Step 10.4 executes macro P by i-th in the instruction of jth row_iInterior data are stored into the instruction of jth row (i+j-1) Mod K execute macro P_{(i+j-1)mod K}It is interior；Thus by the same data point reuse for executing macro middle different instruction row to corresponding instruction row Difference execute it is macro in；1≤j≤K；This step is to simulate the core process of macro transmission operation；As shown in Fig. 2, this process is The inside key operation of bilayer cycle；Its kernel program section is as follows：Wherein four are executed and macro are identified respectively with x, y, z and t；

①xr11:10=zr7:6||zr7:6=xr11:10||yr13:12=tr9:8||tr9:8=yr13:12

②xr9:8=yr7:6||yr7:6=xr9:8||zr13:12=tr11:10||tr11:10=zr13:12

③xr13:12=tr7:6||tr7:6=xr13:12||yr11:10=zr9:8||zr9:8=yr11:10

J+1 is assigned to j by step 10.6；And judge whether j > K are true, if so, then complete the transposition of result of calculation It resets；Otherwise, return to step 10.3；Table four gives the result finally reset in the present embodiment.
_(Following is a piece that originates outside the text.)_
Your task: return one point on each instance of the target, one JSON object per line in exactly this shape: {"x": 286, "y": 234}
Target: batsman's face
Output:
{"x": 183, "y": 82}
Table four simulates the result after macro transmission

	Macro 1	Macro 2	Macro 3	Macro 4
					r6	0	4	8	12
r7	1	5	9	13
					r8	2	6	10	14
r9	3	7	11	15

Claims

1. the FFT floating-point optimization methods of a kind of Parallel I of the grade based on instruction LP and parallel DLP of data level, it is characterized in that by following step It is rapid to carry out：

Step 1 assumes that the length for the FFT input vectors to be calculated is M, determines that the iteration number of plies is N according to the length M；Its Middle M=2^N；M, N is positive integer, and N >=6；Define iteration number of plies N first four layers are in-degree layer, during layer 5 is to N-2 layers Interbed；N-1 layers are out-degree layer with n-th layer；

Step 2 is instructed using position inverted sequence, and the FFT input vectors inverted sequence is read in register, and will be corresponding to in-degree layer FFT twiddle factors be read into corresponding register；

Step 3 carries out the calculating of in-degree layer butterfly to the FFT input vectors and FFT twiddle factors that are stored in register, and what is obtained enters It spends in layer result of calculation deposit temporarily providing room；

N -4 is assigned to n by step 4；

Step 6, from the temporarily providing room read in-degree layer result of calculation with N-n+1 layers corresponding to twiddle factor and progress Butterfly calculates, and obtains in N-n+1 layers of result of calculation covering storage to input vector space；

Step 8 reads the twiddle factor corresponding to result of calculation and N-n+1 layers to N-n+5 layers from the temporarily providing room And butterfly calculating is carried out, it obtains in result of calculation covering storage to the temporarily providing room；

Step 10 is operated by simulating macro transmission, the result of calculation transposition in the temporarily providing room is reset, and read out-degree In twiddle factor to corresponding register corresponding to layer；

There are K execution is macro for step 10.1, definition processor, wherein i-th of execution is macro to be denoted as P_i；1≤i≤K；K is positive integer； Continuous K rows are then instructed to macro transmission operational group of simulation as a K × K；

Step 10.2, initialization j=1；

Step 10.3, initialization i=1；

Step 10.4 executes macro P by i-th in the instruction of jth row_iInterior data store (i+j-1) modK into the instruction of jth row It is a to execute macro P_(i+j-1)modKIt is interior；Thus by the difference of the same data point reuse for executing macro middle different instruction row to corresponding instruction row Execute it is macro in；1≤j≤K；

I+1 is assigned to i by step 10.5；And judge whether i > K are true, if so, then follow the steps 10.6；Otherwise, it returns Step 10.4；

J+1 is assigned to j by step 10.6；And judge whether j > K are true, if so, the transposition for then completing result of calculation is reset； Otherwise, return to step 10.3；

Step 11 carries out the calculating of out-degree layer butterfly to the result of calculation after transposition rearrangement and the twiddle factor corresponding to out-degree layer, It obtains in out-degree layer result of calculation storage to output memory headroom；To complete FFT floating-point optimization methods.